Additionally, some states are finding alternative ways to ease the adverse effects of COVID-19 on businesses. Virginia is providing a temporary sales tax exemption for personal protective equipment (PPE) to encourage businesses to comply with COVID-19 prevention measures. While Indiana is waiving use tax on donated COVID-19 goods such as medical supplies, food, and cleaning supplies. Connecticut, Minnesota, and New Jersey have also considered exempting PPE, but haven’t put anything in place as of now.
States Explore New Sales Tax Revenue Streams
With things getting back to business as usual, lawmakers and tax officials across the country are considering how re-evaluating their tax base can help minimize the negative effects of any future events. Hawaii is looking into policies that could encourage businesses to relocate to the Aloha State, which suffered greatly during the COVID-19 lockdown due to its reliance on tourism.

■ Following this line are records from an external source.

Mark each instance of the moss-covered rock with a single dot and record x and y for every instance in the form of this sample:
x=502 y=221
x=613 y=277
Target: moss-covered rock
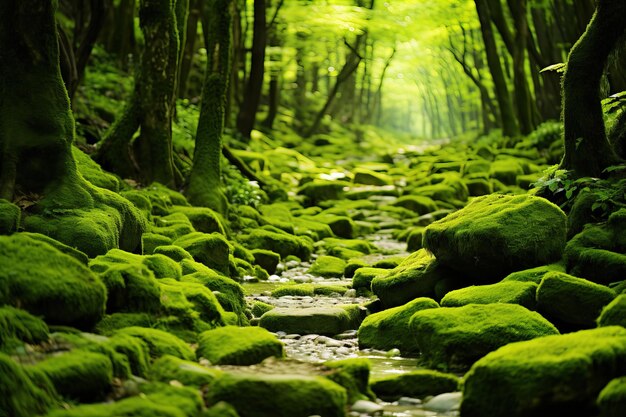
x=279 y=395
x=528 y=231
x=328 y=267
x=456 y=337
x=233 y=345
x=612 y=399
x=79 y=374
x=389 y=328
x=614 y=314
x=415 y=384
x=314 y=320
x=46 y=282
x=413 y=278
x=211 y=250
x=10 y=215
x=18 y=327
x=159 y=342
x=537 y=377
x=570 y=301
x=19 y=395
x=170 y=368
x=511 y=292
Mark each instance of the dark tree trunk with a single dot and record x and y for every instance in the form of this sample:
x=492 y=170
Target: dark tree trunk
x=252 y=95
x=587 y=150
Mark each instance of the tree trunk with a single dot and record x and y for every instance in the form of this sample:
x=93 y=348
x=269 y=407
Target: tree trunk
x=587 y=150
x=252 y=96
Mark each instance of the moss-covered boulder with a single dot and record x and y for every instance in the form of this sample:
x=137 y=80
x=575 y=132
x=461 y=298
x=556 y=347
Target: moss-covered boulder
x=19 y=395
x=79 y=374
x=327 y=321
x=232 y=345
x=211 y=250
x=415 y=277
x=415 y=384
x=328 y=267
x=614 y=314
x=570 y=301
x=612 y=399
x=528 y=231
x=46 y=282
x=279 y=395
x=511 y=292
x=456 y=337
x=10 y=215
x=159 y=342
x=537 y=377
x=389 y=328
x=170 y=368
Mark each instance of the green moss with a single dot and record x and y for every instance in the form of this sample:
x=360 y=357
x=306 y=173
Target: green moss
x=512 y=292
x=211 y=250
x=280 y=395
x=314 y=320
x=389 y=328
x=175 y=253
x=328 y=267
x=10 y=215
x=278 y=242
x=415 y=384
x=79 y=374
x=413 y=278
x=19 y=395
x=614 y=313
x=456 y=337
x=169 y=368
x=159 y=342
x=571 y=301
x=612 y=399
x=353 y=374
x=554 y=374
x=233 y=345
x=528 y=231
x=48 y=283
x=18 y=327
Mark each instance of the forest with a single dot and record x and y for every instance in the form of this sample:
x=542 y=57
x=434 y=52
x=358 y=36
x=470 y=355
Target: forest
x=312 y=208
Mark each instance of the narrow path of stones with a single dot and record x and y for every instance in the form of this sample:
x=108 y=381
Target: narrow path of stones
x=314 y=348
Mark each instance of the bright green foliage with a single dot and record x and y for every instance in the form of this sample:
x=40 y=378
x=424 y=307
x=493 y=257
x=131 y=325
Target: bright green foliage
x=159 y=342
x=528 y=231
x=10 y=215
x=210 y=249
x=48 y=283
x=233 y=345
x=79 y=374
x=19 y=395
x=314 y=320
x=169 y=368
x=328 y=267
x=612 y=399
x=415 y=384
x=614 y=314
x=353 y=374
x=512 y=292
x=413 y=278
x=536 y=377
x=18 y=326
x=389 y=328
x=279 y=395
x=456 y=337
x=571 y=301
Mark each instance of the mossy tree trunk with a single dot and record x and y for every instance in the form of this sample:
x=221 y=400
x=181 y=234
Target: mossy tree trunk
x=151 y=108
x=587 y=149
x=205 y=185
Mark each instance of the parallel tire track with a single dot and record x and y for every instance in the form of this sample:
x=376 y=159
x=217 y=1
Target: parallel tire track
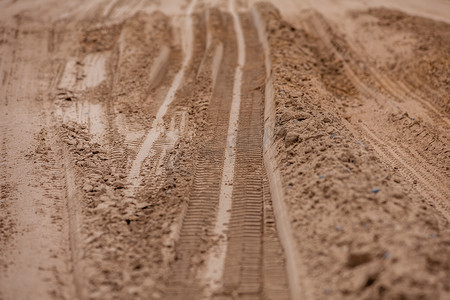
x=204 y=195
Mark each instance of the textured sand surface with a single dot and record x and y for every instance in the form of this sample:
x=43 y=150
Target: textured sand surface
x=220 y=149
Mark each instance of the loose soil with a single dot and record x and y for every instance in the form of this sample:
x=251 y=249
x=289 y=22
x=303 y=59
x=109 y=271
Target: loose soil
x=224 y=150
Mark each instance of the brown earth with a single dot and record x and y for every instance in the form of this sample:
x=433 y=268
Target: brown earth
x=224 y=150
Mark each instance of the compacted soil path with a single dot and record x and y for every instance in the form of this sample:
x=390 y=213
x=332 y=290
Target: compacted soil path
x=224 y=149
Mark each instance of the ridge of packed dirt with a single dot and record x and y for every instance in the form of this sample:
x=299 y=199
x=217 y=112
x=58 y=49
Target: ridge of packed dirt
x=350 y=233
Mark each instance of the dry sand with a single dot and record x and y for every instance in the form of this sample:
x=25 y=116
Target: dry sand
x=224 y=149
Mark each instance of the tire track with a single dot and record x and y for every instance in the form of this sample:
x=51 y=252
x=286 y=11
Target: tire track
x=216 y=260
x=204 y=195
x=294 y=272
x=247 y=237
x=158 y=124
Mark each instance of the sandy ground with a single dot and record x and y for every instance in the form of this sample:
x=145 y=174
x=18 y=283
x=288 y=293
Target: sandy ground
x=224 y=149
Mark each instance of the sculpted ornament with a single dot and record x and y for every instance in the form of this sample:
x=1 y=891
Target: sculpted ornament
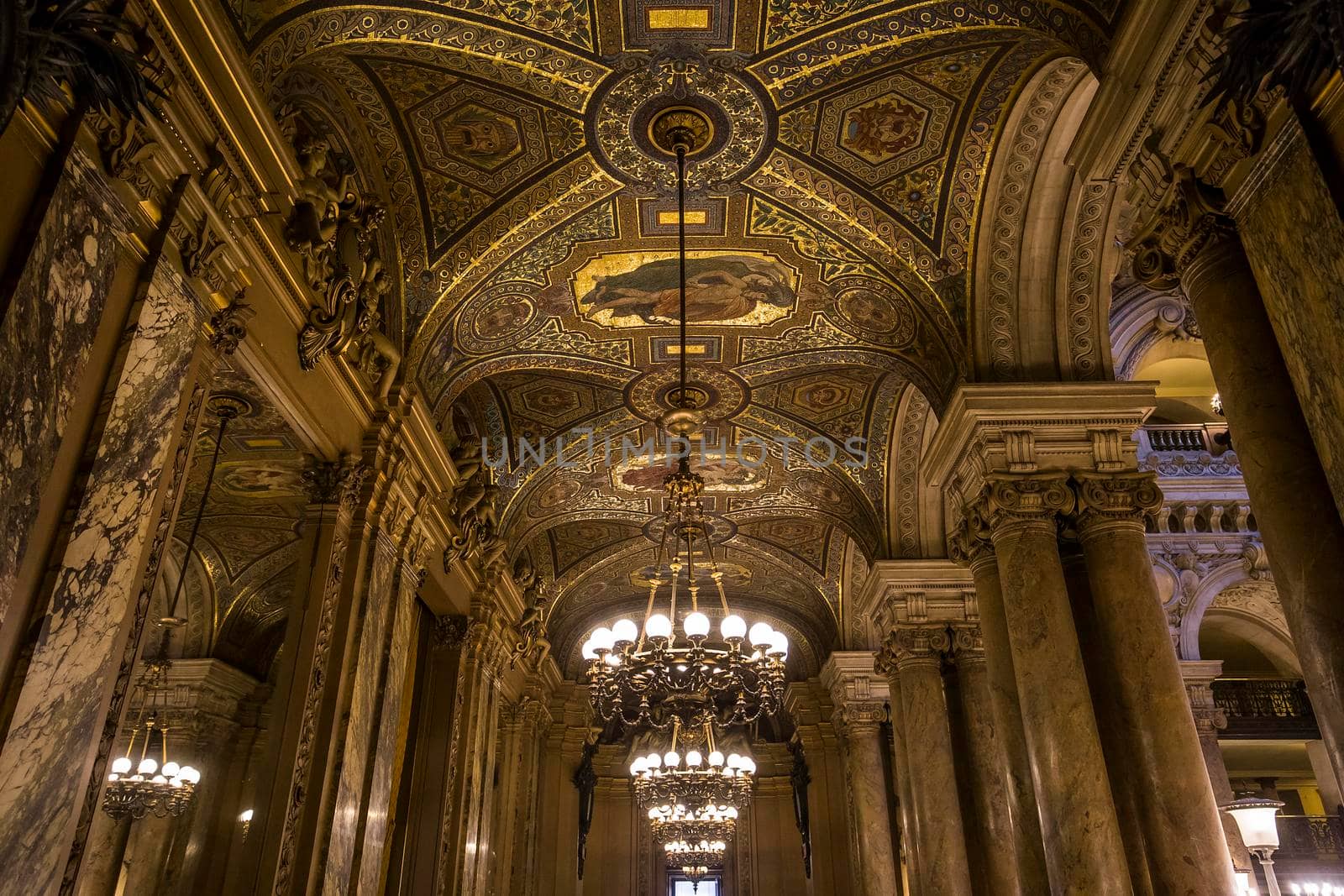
x=1189 y=219
x=333 y=230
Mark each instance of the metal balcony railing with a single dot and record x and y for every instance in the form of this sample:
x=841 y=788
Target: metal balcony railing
x=1265 y=708
x=1310 y=837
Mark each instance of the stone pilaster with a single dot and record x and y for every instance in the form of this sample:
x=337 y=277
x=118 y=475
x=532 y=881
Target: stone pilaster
x=914 y=653
x=1176 y=812
x=859 y=700
x=1079 y=828
x=289 y=783
x=1191 y=242
x=69 y=700
x=1200 y=676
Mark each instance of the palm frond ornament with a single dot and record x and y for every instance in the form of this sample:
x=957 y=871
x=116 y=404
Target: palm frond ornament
x=46 y=45
x=1278 y=43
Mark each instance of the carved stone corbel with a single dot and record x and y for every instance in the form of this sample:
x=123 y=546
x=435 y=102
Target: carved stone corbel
x=228 y=325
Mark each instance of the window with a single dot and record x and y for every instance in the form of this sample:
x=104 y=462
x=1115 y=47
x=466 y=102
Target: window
x=679 y=886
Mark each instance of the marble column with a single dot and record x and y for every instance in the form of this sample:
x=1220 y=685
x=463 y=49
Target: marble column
x=917 y=652
x=1102 y=680
x=1193 y=242
x=1081 y=833
x=304 y=710
x=1200 y=676
x=101 y=868
x=1183 y=835
x=860 y=727
x=47 y=347
x=349 y=809
x=51 y=765
x=974 y=548
x=985 y=766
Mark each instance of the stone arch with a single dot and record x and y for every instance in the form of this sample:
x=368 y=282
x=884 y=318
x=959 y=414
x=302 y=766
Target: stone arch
x=1045 y=250
x=1243 y=606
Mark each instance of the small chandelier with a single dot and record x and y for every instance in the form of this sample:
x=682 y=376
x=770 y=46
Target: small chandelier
x=696 y=860
x=675 y=788
x=636 y=674
x=141 y=785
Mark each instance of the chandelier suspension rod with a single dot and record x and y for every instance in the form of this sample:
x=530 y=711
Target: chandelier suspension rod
x=225 y=412
x=680 y=241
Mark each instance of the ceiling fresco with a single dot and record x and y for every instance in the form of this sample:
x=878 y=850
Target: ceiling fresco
x=830 y=231
x=248 y=544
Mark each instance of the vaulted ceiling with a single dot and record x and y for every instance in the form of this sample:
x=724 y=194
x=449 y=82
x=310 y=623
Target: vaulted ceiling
x=830 y=231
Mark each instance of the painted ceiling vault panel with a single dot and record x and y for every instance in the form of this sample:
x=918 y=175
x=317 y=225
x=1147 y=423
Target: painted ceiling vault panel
x=830 y=234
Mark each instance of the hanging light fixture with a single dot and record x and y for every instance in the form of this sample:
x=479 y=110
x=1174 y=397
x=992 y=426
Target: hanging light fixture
x=151 y=781
x=635 y=672
x=703 y=783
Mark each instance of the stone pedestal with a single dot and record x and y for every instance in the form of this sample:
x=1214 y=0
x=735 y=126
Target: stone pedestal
x=1176 y=810
x=1200 y=676
x=900 y=773
x=859 y=712
x=985 y=770
x=1079 y=828
x=1194 y=244
x=916 y=654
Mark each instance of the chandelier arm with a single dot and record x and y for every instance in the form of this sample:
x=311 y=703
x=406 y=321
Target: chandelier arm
x=225 y=416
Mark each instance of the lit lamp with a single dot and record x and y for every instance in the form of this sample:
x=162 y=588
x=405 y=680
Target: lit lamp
x=1254 y=817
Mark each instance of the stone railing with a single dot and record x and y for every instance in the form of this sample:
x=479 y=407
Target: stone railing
x=1194 y=450
x=1268 y=708
x=1310 y=837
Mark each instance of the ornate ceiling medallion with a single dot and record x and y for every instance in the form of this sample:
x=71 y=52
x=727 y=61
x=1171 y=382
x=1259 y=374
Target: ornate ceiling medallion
x=680 y=89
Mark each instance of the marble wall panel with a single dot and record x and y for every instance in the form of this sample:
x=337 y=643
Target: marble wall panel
x=46 y=340
x=363 y=712
x=60 y=714
x=1303 y=282
x=390 y=735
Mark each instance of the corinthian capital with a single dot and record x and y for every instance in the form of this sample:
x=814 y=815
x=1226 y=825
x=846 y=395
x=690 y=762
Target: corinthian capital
x=1113 y=497
x=1189 y=217
x=1023 y=497
x=335 y=483
x=914 y=645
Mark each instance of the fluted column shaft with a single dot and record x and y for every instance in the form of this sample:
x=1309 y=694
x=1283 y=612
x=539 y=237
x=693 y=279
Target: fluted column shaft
x=1011 y=741
x=985 y=768
x=917 y=654
x=862 y=730
x=1081 y=833
x=1194 y=244
x=1179 y=819
x=900 y=774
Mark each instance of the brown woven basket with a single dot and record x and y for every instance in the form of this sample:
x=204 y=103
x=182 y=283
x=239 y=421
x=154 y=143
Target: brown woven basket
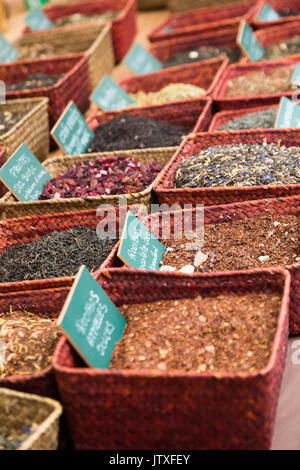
x=19 y=410
x=224 y=103
x=11 y=208
x=95 y=42
x=174 y=409
x=202 y=21
x=194 y=143
x=32 y=129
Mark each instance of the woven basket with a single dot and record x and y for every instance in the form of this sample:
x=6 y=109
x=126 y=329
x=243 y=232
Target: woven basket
x=95 y=42
x=278 y=5
x=223 y=103
x=165 y=49
x=32 y=129
x=221 y=214
x=220 y=119
x=204 y=74
x=184 y=5
x=202 y=21
x=194 y=143
x=276 y=34
x=171 y=409
x=10 y=208
x=19 y=410
x=123 y=27
x=74 y=85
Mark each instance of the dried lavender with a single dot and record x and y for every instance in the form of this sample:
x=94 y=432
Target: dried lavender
x=133 y=132
x=109 y=175
x=240 y=165
x=263 y=119
x=59 y=254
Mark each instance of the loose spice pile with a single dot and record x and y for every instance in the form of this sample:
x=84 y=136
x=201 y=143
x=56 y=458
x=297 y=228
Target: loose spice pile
x=29 y=342
x=202 y=53
x=224 y=333
x=256 y=242
x=263 y=119
x=36 y=80
x=174 y=91
x=276 y=80
x=59 y=254
x=133 y=132
x=109 y=175
x=240 y=165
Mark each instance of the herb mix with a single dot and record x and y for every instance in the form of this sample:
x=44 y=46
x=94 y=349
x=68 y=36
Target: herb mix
x=109 y=175
x=59 y=254
x=224 y=333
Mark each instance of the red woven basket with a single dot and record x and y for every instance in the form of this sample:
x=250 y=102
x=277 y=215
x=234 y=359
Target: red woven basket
x=194 y=143
x=166 y=49
x=74 y=85
x=224 y=103
x=220 y=119
x=278 y=5
x=221 y=214
x=128 y=409
x=190 y=115
x=203 y=20
x=276 y=34
x=123 y=27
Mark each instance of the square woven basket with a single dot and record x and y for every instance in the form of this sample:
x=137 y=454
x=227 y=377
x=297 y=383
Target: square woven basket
x=224 y=103
x=217 y=18
x=155 y=409
x=123 y=27
x=32 y=129
x=11 y=208
x=95 y=42
x=194 y=143
x=74 y=85
x=19 y=410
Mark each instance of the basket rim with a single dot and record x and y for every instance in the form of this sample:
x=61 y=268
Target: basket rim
x=157 y=374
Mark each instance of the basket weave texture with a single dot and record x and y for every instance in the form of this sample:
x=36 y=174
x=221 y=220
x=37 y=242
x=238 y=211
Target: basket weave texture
x=19 y=410
x=174 y=409
x=202 y=21
x=95 y=42
x=123 y=27
x=74 y=85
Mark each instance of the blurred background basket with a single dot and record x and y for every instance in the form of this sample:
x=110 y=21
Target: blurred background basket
x=21 y=410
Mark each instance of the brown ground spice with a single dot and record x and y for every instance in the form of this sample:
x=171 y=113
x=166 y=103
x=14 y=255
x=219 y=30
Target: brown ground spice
x=224 y=333
x=242 y=244
x=30 y=341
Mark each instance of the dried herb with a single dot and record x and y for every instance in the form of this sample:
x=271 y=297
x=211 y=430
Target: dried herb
x=29 y=342
x=133 y=132
x=171 y=92
x=36 y=80
x=263 y=119
x=240 y=165
x=59 y=254
x=224 y=333
x=109 y=175
x=202 y=53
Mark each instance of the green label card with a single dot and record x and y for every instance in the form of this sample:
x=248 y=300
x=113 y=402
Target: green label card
x=8 y=53
x=32 y=4
x=140 y=61
x=139 y=249
x=249 y=43
x=91 y=321
x=288 y=114
x=71 y=131
x=24 y=176
x=38 y=21
x=268 y=13
x=110 y=96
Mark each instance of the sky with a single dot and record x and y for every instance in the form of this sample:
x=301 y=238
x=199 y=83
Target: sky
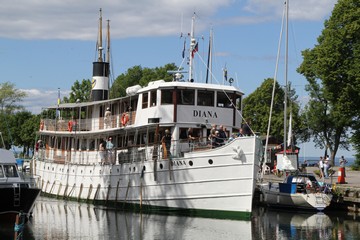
x=48 y=45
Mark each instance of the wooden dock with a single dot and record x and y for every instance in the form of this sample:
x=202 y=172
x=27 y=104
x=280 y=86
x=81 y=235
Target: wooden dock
x=346 y=195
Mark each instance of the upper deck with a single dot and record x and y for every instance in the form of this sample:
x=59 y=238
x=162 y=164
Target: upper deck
x=159 y=102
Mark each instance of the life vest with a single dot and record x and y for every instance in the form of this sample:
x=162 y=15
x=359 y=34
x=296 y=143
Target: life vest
x=124 y=119
x=70 y=126
x=41 y=125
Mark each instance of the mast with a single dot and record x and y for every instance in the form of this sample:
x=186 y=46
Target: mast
x=286 y=71
x=108 y=42
x=192 y=49
x=99 y=45
x=101 y=69
x=209 y=63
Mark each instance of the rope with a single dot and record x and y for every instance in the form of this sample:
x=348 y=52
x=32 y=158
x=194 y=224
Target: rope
x=273 y=93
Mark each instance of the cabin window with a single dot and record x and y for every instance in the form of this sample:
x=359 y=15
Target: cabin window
x=153 y=98
x=166 y=96
x=194 y=132
x=223 y=99
x=145 y=100
x=186 y=97
x=238 y=102
x=205 y=98
x=10 y=171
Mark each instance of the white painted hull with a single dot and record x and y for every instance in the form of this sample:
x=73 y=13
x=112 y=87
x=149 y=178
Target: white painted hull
x=310 y=201
x=221 y=179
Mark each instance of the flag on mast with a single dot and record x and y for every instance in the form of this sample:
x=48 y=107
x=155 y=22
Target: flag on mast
x=196 y=48
x=290 y=131
x=58 y=110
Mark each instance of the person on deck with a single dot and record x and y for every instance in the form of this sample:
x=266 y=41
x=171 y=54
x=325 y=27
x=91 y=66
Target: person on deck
x=107 y=118
x=326 y=167
x=166 y=142
x=343 y=162
x=102 y=152
x=321 y=167
x=109 y=151
x=222 y=135
x=274 y=170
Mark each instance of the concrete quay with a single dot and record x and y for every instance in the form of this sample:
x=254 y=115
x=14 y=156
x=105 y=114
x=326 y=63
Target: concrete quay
x=346 y=195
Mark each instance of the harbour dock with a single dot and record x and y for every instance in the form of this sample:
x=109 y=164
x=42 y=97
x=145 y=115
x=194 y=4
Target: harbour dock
x=346 y=195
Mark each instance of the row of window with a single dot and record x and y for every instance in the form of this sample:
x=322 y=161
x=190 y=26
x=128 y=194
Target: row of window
x=187 y=97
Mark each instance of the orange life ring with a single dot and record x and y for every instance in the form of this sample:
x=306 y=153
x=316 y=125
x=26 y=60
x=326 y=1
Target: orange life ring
x=70 y=126
x=124 y=119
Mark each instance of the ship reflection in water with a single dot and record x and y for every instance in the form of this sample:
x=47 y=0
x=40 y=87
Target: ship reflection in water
x=57 y=219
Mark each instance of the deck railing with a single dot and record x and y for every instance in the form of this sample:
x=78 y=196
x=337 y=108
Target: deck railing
x=90 y=124
x=134 y=153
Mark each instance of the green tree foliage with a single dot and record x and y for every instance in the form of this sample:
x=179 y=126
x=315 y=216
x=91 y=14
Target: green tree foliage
x=332 y=71
x=79 y=91
x=257 y=109
x=9 y=99
x=142 y=76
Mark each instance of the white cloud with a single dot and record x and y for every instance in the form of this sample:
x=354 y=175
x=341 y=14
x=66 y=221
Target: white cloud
x=37 y=100
x=298 y=10
x=64 y=19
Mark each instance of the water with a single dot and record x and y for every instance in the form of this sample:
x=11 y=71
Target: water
x=56 y=219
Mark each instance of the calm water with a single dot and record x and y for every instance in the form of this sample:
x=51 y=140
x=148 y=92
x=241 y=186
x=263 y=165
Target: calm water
x=56 y=219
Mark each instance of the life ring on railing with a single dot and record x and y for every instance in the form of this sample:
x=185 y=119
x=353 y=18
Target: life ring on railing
x=70 y=126
x=124 y=119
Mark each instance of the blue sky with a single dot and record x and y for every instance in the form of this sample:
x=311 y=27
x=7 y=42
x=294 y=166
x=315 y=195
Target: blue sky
x=46 y=45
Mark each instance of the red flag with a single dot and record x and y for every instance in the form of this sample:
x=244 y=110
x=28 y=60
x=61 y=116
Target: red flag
x=196 y=48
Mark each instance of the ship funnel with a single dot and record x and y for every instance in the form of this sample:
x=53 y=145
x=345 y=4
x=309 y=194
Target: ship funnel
x=101 y=70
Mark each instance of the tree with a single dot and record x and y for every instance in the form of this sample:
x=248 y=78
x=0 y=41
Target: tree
x=257 y=109
x=79 y=91
x=142 y=76
x=332 y=71
x=9 y=98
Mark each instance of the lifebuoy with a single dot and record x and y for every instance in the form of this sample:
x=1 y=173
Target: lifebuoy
x=124 y=119
x=70 y=126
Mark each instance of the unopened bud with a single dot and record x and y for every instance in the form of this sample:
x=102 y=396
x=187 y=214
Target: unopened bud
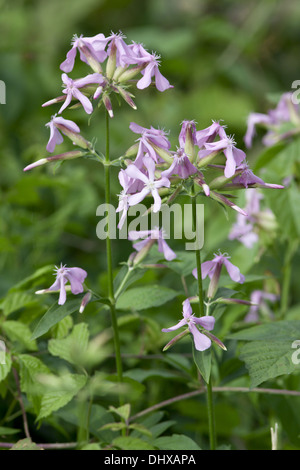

Similarly, Vermont recently voted to extend a program that pays people to move to Vermont, an option open to more people now that many employers have shifted to a remote workforce. Vermont has also explored broadening its tax base. For example, the Vermont Tax Structure Commission has determined that “the broader the [sales tax] base, the less likely a particular crisis is to have a disproportionate negative effect.” Of course, this can be a hard sell; Louisiana and Nebraska are among the states that unsuccessfully tried to expand sales tax to services this spring.
The Final Two States Pass Remote Sales Tax Bills
Since June 2018, when the U.S. Supreme Court ruled in favor of the state in South Dakota v. Wayfair, Inc. authorizing states to base sales tax nexus solely on economic activity in the state (economic nexus), extending sales tax to remote sales has been one of the most effective ways for states to increase sales tax collections. Three years later, economic nexus laws have been adopted by every state with a sales tax.
In April 2021, Florida enacted an economic nexus law that would require out-of-state sellers with no physical presence in the state to register for, collect and remit sales tax if it has more than $100,000 in taxable sales into Florida in the previous calendar year. The Sunshine State is also requiring marketplace facilitators to collect and remit the tax due on third-party sales on and after July 1, 2021.
Missouri became the last state with a sales tax to enact economic nexus on June 30 when Senate Bill 153 passed. Missouri will require certain remote vendors and marketplace facilitators to register with the Missouri Department of Revenue then collect and remit sales and use tax starting Jan. 1, 2023. Lawmakers have been working to get an economic nexus bill across the governor’s desk shortly after the Wayfair decision in 2018, but with more than 2,000 local taxing jurisdictions in the state, many of which overlap, Missouri’s complex local sales and use tax system provided an array of challenges for policymakers to overcome.
For the remaining months of 2021 and beyond, businesses will have to stay informed and be ready to adapt to the ever-changing tax landscape. From changing tax relief measures across states to expanding remote sales tax obligations, there's no shortage of tax-related obstacles that retailers may need to overcome. Staying up-to-date on compliance regulatory changes is paramount to reduce the risk of future audits.
Liz Armbruester is senior vice president of global compliance operations at Avalara, automated tax compliance software.